神奈川県藤沢市資源循環協同組合に勤務する障害を抱える人が藍染めしたTシャツが今月2022年3月から、市役所本庁舎一階のローソンで絶賛販売中です。同藤沢市資源循環協同組合や藤沢市などが賛同し、障害を抱える人への雇用を生み出す事や資源のリサイクル促進を目的に加速させるプロジェクトの一環。携わった障害を抱える職員は「多くの人に藍染めで作ったTシャツを着て欲しいです」と言いました。

プロジェクトは、天然の藍を使用してデザインした家具などを手がける「アートモリヤ」の男性が発案しました。藤沢市内のアパレル会社「ラファイエット」がTシャツを分け、男性の指導を仰ぎながら障害を抱える職員が藍で染めます。Tシャツは同社「アートモリア」が販売し、Tシャツの売り上げの一部を藤沢市の環境基金へと寄付します。

植物由来の藍は環境に配慮しています。色は藤沢市の海や空をモチーフにし、Tシャツ1枚ごとに仕上がりが異なる藍染めにはジェンダーなど社会の多様性を表現してします。「Tシャツが皆さんの目に留まり、SDGsや障害を抱える人、環境について配慮する1つのきっかけになれば」と男性。企業から藍染めの制服の注文があったり、ブラインドサッカーのユニホームに藍染目を導入したいという提案も受けていると話します。「藍の栽培の段階から障害を抱える人を起用出来るような農福連携にも着手したい」と思いを巡らせます。

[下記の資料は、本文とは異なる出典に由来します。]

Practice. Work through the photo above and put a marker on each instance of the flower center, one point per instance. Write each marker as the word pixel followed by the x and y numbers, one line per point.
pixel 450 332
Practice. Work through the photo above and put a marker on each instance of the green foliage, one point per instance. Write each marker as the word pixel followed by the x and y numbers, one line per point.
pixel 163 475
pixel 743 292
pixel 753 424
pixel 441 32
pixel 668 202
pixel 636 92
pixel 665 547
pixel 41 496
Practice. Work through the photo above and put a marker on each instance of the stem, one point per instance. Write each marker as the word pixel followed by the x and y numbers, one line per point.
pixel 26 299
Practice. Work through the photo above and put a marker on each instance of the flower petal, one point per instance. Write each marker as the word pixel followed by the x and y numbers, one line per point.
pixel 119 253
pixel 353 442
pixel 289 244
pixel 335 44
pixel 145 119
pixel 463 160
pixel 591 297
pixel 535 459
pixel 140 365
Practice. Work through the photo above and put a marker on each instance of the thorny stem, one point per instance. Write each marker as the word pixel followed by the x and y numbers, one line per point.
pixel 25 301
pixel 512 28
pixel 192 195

参考:藤沢の海や空 藍染めで表現 障害者が手がけたTシャツ販売 東京新聞(2022年)

Tシャツが一枚3850円。他にトートバッグもあり、こちらも3080円です。

藤沢市役所の住所は下記の通りです。

〒251-8601 神奈川県藤沢市朝日町1−1

関連記事

多様性、藍で染め 藤沢で企業制服に活用の試み 障害者が染色 雇用創出へ 東京新聞(2022年)

参考サイト

伝統工芸『日光下駄』

後継者不足を少しでも解消したいと思い続ける栃木県伝統工芸品1人の『日光下駄』の職人の男性と、障害を抱える人の賃金向上を目指したい就労支援事業所の思いが共有し、ユニークな商品が生み出されました。日光下駄の鼻緒部分へ、障害を抱える人による就労支援事業所の「こぎん刺し」をデザインしたもので、今月2022年4月から受注生産がスタートしました。「お互いの高い技術を拡大するために協力し合いたい」との強い想いがこもっています。

新しい『日光下駄』を生み出したのは、2014年より栃木県宇都宮市今泉町にある自宅兼工房で、携わっている1人の男性と、同宇都宮市二荒町の就労支援事業所「CWらぼ宇都宮」。同「CWらぼ宇都宮」の管理者の母が日光市出身で『日光下駄』にとても関心があり、その『日光下駄』の現在の担い手不足による苦難を知って職人の男性に協力をお願いしたのが始まりでした。

『日光下駄』の起源は江戸時代にまで戻ります。僧侶などが社寺に入る際に、格式を重んじ草履を使用するのが原則とされて来ましたが、坂道が多く、雪深い日光の参道で草履は歩きにくいため、下駄を合わせた「 御免下駄」が発案されました。明治時代以降、「御免下駄」は『日光下駄』として改良を重ね全国に普及しましたが、下駄を履く習慣が無くなって職人は減少し、現在では男性を含め全国に5人ほどしか職人がいないそうです。

参考:日光下駄に障害者の技を…後継者不足解消へ、職人との共作受注開始 読売新聞(2022年)

新商品は発注から1~2か月程度で納品されます。

鼻緒のデザインは購入者の希望で選ぶことができ、価格帯は2万~3万円前後です。

こちらからオンラインサイトに移動できます↓

https://maverick-sakuranet.stores.jp/

参考サイト

伝統工芸『房州うちわ』

房州うちわ職人を目指す人の技術を磨き、商品を販売する「船形工房」が、館山市船形の船形漁港交差点近くに、7月までの期間限定で開設(水・日曜日の週2回)されている。令和元年の台風災害からコロナ禍もあって活動が制約される中、伝統工芸の担い手育成を継続しようと、関係者が協力する。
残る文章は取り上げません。